Katherines Corner says
one of my favorite things! Thank you for sharing at the Thursday FavoriteThings blog hop xo
Becky @dempsterlogbook says
Love roasted veggies! Thanks for linking up at Motivational Monday. Hope to see you link up again!
This recipe for hollandaise is so much easier than the traditional version! Thank you for linking it up at This Is How We Roll Thursday. I might actually make hollandaise now that I don’t have to worry about serving soupy scrambled eggs by accident.

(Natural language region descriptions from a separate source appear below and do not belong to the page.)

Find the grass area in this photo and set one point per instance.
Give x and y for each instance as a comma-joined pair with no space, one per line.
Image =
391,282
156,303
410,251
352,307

Yum! It’s so mice that asparagus is in season again! I love the stuff…. I am going to have to try your recipe….. Thanks so much for your awesomeness!! 🙂
[email protected] and Spicy Monkey says
I just love roasted asparagus & your picture is making me hungry! Visiting from Get Him Fed Fridays. Happy Easter!
Sue Williams says
Dropping by from Katherine’s Corner during the blog hop. I immediately printed out this recipe and cannot wait to try it!